Don’t Engage in Risky Online Behavior
There are a few simple rules to follow when working on the internet and with email:
Be careful about using public Wi-Fi networks. “One thing I warn people of—and we’re all guilty of this—when we travel somewhere and log on to free Wi-Fi at Starbucks or the airport, PLEASE don’t type in usernames and passwords to your virtual private networks on them,” Murdoch said. “This doesn’t apply if your data is encrypted on airport systems, such as Boingo Passpoint connections, but if you are just using the standard type of connections, you are vulnerable. Password protection isn’t enough, as they have keylogging programs that can easily get them from your unencrypted transmissions.”
Hackers will sit in public places with devices that can pull data off phones, tablets and computers. Once they get into your device, it may be possible for them to hack into office servers and wreak havoc.
Emails are one of most common ways for hackers to access your data. They can hack your address book, send a blast email to everyone in it that may say, “Hey, check out this great site I found,” and include a link to malware. People click on the links and voilà, hackers have access to your system.

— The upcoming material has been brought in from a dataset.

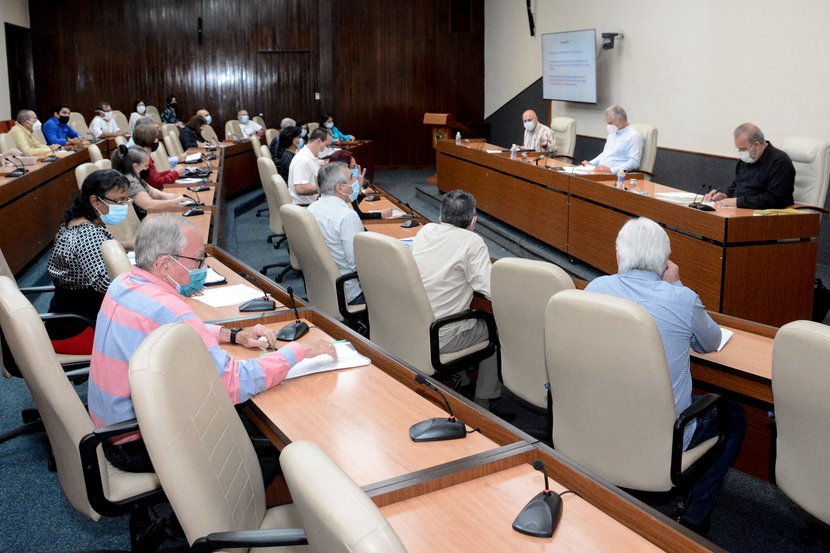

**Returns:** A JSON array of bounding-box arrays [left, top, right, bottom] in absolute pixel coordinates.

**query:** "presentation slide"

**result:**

“Most people in our industry have made a good habit of making sure emails have a signature at the bottom, which includes a name, company logo, contact information,” Murdoch said. “If someone gets an email that does not have that signature block of data, it is suspect.”
Murdoch suggests the best practice that all people have these signature fields filled out with contact information as nothing is more frustrating than looking for contact info at the bottom of an email and seeing nothing but ‘sent from my iPhone” on it. If everyone would use them, it would dramatically lower the threat as fake emails would be easily spotted, even if it came from a known email contact.

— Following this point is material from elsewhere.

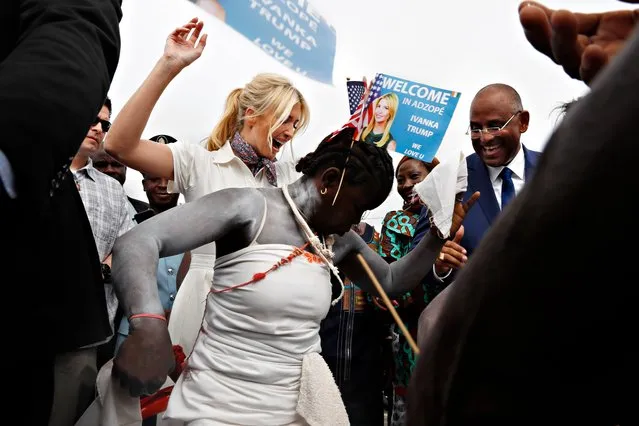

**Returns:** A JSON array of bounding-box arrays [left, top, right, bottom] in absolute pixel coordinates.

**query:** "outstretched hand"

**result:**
[[112, 318, 175, 397], [435, 225, 468, 276], [164, 18, 207, 69], [519, 1, 639, 84]]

Another tip is to hover your mouse over the sender’s email address to ensure it’s coming from the correct sender. The email could be suspect if the address has a long URL and ends in a Russian (.ru), Ukraine (.ua), Korean (.kr) or Indian (.in) domain, which is commonly where these malware attacks originate.
Don’t click on links and pdf files willy-nilly. The majority of initial infections occur when you click on an attachment or link, triggering the code that starts disabling your anti-virus software, injecting the code into multiple places in your operating system, and then spreading to as many machines and peripherals as possible before it locks up all the affected systems and demands payment.

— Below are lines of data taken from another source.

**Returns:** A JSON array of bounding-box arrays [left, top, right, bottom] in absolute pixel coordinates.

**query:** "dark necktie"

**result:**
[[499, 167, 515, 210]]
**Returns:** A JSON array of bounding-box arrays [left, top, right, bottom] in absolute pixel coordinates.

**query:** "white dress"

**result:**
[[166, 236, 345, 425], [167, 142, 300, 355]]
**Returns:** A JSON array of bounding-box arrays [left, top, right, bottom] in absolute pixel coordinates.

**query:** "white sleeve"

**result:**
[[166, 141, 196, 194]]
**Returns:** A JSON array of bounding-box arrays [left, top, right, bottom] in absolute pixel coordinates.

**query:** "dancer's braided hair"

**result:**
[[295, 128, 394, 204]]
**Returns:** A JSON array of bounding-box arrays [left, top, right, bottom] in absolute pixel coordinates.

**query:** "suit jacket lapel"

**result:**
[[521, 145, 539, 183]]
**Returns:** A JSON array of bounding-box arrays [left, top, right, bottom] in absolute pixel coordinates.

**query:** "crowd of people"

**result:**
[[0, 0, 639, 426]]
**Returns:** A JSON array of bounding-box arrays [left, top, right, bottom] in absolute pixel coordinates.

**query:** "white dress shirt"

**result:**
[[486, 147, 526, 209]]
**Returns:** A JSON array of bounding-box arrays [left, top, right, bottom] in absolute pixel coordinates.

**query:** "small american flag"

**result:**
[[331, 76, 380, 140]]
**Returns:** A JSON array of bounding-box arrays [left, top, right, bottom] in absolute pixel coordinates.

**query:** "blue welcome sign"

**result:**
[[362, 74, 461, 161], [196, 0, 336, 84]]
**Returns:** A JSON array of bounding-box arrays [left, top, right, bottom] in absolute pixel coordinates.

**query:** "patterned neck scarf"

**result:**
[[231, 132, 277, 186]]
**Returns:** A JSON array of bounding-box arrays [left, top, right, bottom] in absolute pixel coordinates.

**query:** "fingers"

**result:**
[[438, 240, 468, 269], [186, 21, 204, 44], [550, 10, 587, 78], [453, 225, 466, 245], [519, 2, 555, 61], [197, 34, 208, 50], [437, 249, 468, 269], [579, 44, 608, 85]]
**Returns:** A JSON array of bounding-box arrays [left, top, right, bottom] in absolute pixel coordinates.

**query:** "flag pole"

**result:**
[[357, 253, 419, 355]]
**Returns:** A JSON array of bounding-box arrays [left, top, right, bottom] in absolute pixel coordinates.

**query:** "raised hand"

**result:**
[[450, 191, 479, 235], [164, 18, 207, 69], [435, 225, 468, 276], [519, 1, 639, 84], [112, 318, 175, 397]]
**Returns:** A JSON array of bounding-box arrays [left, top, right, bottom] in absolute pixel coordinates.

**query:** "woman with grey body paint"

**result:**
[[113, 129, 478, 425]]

Have IT Help on Speed Dial
“When something like this comes up, I have the responsibility in my office of calling the IT guy,” Murdoch said. “Have one on speed dial that you can call—it’s probably the guy who helped build out your network and is advanced and experienced in helping businesses recover from these things.
Don’t hire the least expensive contractor, either. Murdoch recommends finding someone reliable and who has the experience necessary to get you out of the malware situation quickly and with the least amount of hassle.
Bottom line, business owners must determine the tradeoff between security and usability. “We can make things super tight like Fort Knox, but will people be banging their keyboards out of frustration?” Murdoch asked. “Then you have other people who hook up everything to the internet and it’s open season. The sweet spot is somewhere in between.”